J’ai lu cet été « Le Monde et ses faux », ouvrage de 110 pages de Jean Madiran publié en 1997.
Son but n’est pas d’établir une étude exhaustive de l’histoire du quotidien le Monde, mais de présenter quelques cas concrets.
D’après l’auteur, lorsque le Monde publie des faux, volontairement ou en ayant été trompé, il ne s’en explique pas, ni ne rectifie. Lorsqu’il rectifie, c’est sur des broutilles. « Le Monde peut, comme tout un chacun, se tromper ou être trompé. Il ne rectifie pas. Plus exactement, il multiplie avec componction et solennité les rectifications sans importance : le monsieur qu’il a prénommé Charles-Henry s’appelle Charles-Joseph, mille excuses ; la distance qu’il avait indiquée de 14 km 447, il est vraiment navré, elle n’est que de 14 km 318 ».
Prenons ici trois exemples cités par Jean Madiran.
Tout d’abord, le « faux Fechteler ». Le Monde publiait le 10 mai 1952 un rapport secret de l’amiral américain Fechteler, chef des opérations navales américaines, qui prévoyait de ne pas aider l’Europe en cas d’invasion soviétique.

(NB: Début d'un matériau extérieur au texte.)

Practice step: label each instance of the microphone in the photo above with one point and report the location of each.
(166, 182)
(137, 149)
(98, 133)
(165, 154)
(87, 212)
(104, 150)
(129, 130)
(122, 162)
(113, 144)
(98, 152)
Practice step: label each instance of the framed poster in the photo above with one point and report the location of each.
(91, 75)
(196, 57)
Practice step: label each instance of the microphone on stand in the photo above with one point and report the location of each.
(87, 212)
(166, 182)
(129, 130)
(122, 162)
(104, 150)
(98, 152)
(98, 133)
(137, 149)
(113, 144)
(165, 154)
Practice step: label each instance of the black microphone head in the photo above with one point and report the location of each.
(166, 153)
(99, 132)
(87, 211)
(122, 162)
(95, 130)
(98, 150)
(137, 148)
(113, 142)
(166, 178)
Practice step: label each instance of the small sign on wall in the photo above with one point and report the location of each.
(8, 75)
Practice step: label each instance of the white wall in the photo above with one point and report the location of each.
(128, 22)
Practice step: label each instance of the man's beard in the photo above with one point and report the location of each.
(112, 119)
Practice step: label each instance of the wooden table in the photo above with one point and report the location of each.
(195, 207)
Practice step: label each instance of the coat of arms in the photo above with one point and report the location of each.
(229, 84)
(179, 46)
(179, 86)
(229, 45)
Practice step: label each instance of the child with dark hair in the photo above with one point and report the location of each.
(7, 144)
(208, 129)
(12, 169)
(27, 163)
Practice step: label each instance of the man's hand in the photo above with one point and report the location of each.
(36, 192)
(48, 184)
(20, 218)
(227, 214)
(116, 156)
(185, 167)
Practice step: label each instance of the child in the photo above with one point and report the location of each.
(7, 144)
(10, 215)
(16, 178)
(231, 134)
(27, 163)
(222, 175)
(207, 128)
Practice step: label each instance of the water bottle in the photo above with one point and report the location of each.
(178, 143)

Le Monde n’a jamais reconnu que ce « rapport » était un faux, ni ne s’est jamais expliqué en détails sur cette publication mensongère qui, en pleine guerre froide, visait à faire croire aux Français que les Etats-Unis ne défendraient pas leurs alliés européens.
Le second exemple ne concerne pas le Monde proprement dit, mais son directeur, Jean-Marie Colombani. Dans une émission télévisée, présentée le 17 décembre 1987 par Anne Sinclair et Jean-Marie Colombani, était diffusé un enregistrement audiovisuel de Jean-Marie Le Pen qui disait : « Je ne dis pas que les chambres à gaz n’ont pas existé ». L’enregistrement diffusé fut le suivant : « Les chambres à gaz n’ont pas existé ». La justice décréta en 1988 que cette amputation de la déclaration de Jean-Marie Le Pen ne fut qu’une erreur technique. En tous cas, relève Jean Madiran, il n’y a pas eu d’excuse ni de rectification : « Des millions de téléspectateurs ont ainsi vu et entendu eux-mêmes, de leurs propres yeux, de leurs propres oreilles, d’une manière inoubliable, Le Pen faire une telle déclaration. Ils n’ont jamais été détrompés ».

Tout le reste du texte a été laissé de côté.